The biggest driver of Australia’s expanding carbon emissions isn’t coal – it’s liquefied natural gas, known as LNG. A report has found that, between 2015 and 2020, the emissions growth from LNG will effectively wipe out the carbon pollution avoided through the 23% renewable energy target. Yet discussion about the impact of the rapidly growing industry has been all but absent from our national debate about climate policy. In the latest investigation in Our wide brown land series, Adam Morton takes a closer look at LNG and why the rapid rise in the associated emissions is a problem-in-waiting – both domestically and internationally.

The fall in housing finance has been led by a drop-off in investor activity on the back of regulatory crackdowns and pressure on banks to curb excessive debt. Lending by owner-occupiers slipped by its biggest margin since January 2011. It adds up, writes Greg Jericho, to a sign that house prices have some way to go before they bottom out. But affordability as measured by the average size of home loans has not improved. For that to change, he says, “we need wages to start growing strongly, and we need them to do that for some time yet before the reduction in unaffordability of the past few years is undone”.
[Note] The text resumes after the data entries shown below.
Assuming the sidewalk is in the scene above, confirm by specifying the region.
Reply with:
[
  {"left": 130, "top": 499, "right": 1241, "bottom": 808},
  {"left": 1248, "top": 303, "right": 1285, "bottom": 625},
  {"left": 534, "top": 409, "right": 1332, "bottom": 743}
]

Since his first day on the job, Trump’s interior secretary, Ryan Zinke, has exhibited a flair for ostentation. He rode through Washington DC on a white-nosed horse named Tonto. He also commissioned commemorative coins emblazoned with his name to hand out to visitors and staff. He replaced the doors in his office to the tune of more than $130,000, and installed a hunting-themed arcade game in the department’s cafeteria. Some longtime civil servants working at interior headquarters believe this flashy behaviour is a distraction from graver concerns. Zinke has been remaking the agency tasked with protecting public land into an ally of big energy.

What’s he done now?

He’s been criticised by Neil Young for his response to the California wildfires. In a statement on his website, Young wrote: “Imagine a leader who cares more for his own, convenient option than he does for the people he leads. Imagine an unfit leader. Now imagine a fit one.” Donald Trump has also claimed of the Florida recount: “An honest vote count is no longer possible – ballots massively infected. Must go with Election Night!

Media roundup

The Australian has spoken to the spiritual leader of the Islamic youth centre where the Bourke Street attacker Hasan Khalif Shire Ali attended prayer sessions, who has accused “the bloody prime minister” of making the Muslim community a scapegoat for the police. Major universities have launched “an extraordinary attack” on the Morrison government, the Sydney Morning Herald reports, after new cuts to academic research. A thinktank has used satellite images to identify 16 secret North Korean missile bases, the New York Times reveals.

Coming up

The federal court in Canberra will hear the latest twist in the battle between Gina Rinehart and two of her children over the control of the family’s multibillion-dollar trust.

Scott Morrison departs for the Asean summit meeting in Singapore and from there he will continue to Port Moresby for the Apec summit at the weekend.